Mme Moussaoui sait défendre ses opinions concernant la charia dans des termes
que les laïques peuvent comprendre. Elle souligne qu’après trois guerres, les
femmes représenteraient quelque 55 % de la population irakienne. Dans une
culture où les relations en dehors des liens du mariage sont mal considérées,
beaucoup de femmes, d’après elle, mènent des existences tristes et solitaires.
De la même façon, Mme Moussaoui explique qu’on attend des hommes irakiens – pas
des femmes – qu’ils subviennent aux besoins de leurs parents démunis. C’est
pourquoi, soutient-elle, il est juste d’accorder moins d’argent aux femmes lors
des successions.
Beaucoup de femmes laïques au sein de l’Assemblée conviennent que les modèles
occidentaux ne peuvent pas toujours s’appliquer en Irak, et que l’islam doit y
jouer un rôle important. Mais, comme le Dr Raja Al-Khouzai, une gynécologue
élue députée, elles soutiennent qu’il existe de nombreuses écoles de pensée au
sein de l’islam, et qu’il y a de la place pour des interprétations divergentes.
Elles craignent toutefois que les islamistes s’en prennent au Code de la
famille laïque en vigueur en Irak depuis 1959, et qui demeure l’un des plus
libéraux de la région. Aujourd’hui, par exemple, les hommes ne peuvent prendre
plusieurs épouses que sous des conditions très strictes.
Certaines Irakiennes affirment que repousser les propositions des
traditionalistes ne suffit pas. Les lois irakiennes actuelles protègent les
hommes qui commettent ce qu’on appelle des “crimes d’honneur” [le meurtre
d’épouses ou de parentes soupçonnées d’infidélité]. Une loi affirme que les
violences physiques ne sauraient justifier une demande de divorce. Une autre
rend très difficile pour une femme de pouvoir garder ses enfants si elle se
remarie après un divorce.
“Nous devrions réfléchir au moyen de combler ces
lacunes, et non pas faire machine arrière”,
remarque Azhar Ramadan Rahim, une députée de Bagdad. “Je suis musulmane et chiite, mais des règles écrites il y a mille
quatre cents ans ne peuvent plus s’appliquer"

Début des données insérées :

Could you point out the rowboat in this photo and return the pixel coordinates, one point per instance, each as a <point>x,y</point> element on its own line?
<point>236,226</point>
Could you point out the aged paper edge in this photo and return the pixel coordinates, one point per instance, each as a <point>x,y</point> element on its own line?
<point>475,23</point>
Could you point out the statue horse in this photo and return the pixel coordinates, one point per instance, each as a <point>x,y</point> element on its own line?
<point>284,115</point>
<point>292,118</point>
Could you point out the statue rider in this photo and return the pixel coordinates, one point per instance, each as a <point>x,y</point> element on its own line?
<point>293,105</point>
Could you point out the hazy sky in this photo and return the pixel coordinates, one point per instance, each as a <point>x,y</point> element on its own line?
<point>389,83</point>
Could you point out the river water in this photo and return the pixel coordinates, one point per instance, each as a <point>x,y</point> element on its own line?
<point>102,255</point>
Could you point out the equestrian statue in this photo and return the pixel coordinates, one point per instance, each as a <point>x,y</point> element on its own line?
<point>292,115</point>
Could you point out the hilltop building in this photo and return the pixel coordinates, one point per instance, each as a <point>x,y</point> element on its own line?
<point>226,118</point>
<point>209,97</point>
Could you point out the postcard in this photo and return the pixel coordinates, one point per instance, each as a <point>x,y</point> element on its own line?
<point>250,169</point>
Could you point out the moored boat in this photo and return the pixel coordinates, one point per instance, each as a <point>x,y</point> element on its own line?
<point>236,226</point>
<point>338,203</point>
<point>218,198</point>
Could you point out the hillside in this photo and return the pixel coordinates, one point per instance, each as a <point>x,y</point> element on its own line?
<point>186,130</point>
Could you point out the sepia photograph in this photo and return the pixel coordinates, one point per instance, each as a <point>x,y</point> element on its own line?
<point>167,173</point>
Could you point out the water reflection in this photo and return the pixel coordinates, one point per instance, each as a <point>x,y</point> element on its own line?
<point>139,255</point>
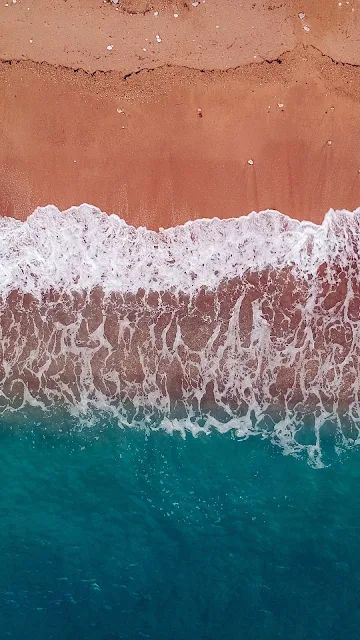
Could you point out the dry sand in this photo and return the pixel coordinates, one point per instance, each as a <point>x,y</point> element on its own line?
<point>165,135</point>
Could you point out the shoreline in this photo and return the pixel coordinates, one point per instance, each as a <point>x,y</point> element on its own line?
<point>165,146</point>
<point>236,109</point>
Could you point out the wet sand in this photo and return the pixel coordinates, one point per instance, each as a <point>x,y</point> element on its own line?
<point>257,113</point>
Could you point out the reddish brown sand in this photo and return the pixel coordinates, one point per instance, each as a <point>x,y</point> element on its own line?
<point>165,135</point>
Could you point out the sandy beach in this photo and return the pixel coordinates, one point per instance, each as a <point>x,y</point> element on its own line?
<point>205,109</point>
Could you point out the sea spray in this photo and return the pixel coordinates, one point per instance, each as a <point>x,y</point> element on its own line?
<point>249,324</point>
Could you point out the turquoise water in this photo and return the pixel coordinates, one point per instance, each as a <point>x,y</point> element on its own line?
<point>114,533</point>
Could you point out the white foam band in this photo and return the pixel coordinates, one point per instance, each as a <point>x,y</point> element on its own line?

La diversité irakienne pourrait
bien inciter les deux parties au compromis. La nouvelle Constitution sera
soumise à référendum en octobre prochain, et si une majorité d’électeurs de
trois des dix-huit provinces irakiennes se prononçaient contre, le texte serait
rejeté. Un point, en tout cas, sur lequel laïques et traditionalistes s’accordent,
c’est la nécessité de préserver la voix des femmes en politique. La forte
proportion de femmes au sein de la nouvelle Assemblée – 87 sièges sur 275
– n’est pas due au hasard : la commission indépendante qui a organisé les
élections en Irak a exigé qu’à tous les niveaux et dans chaque alliance politique,
un candidat sur trois soit une femme. C’est la première fois, dans le monde
arabe, que les femmes disposent d’une telle représentation.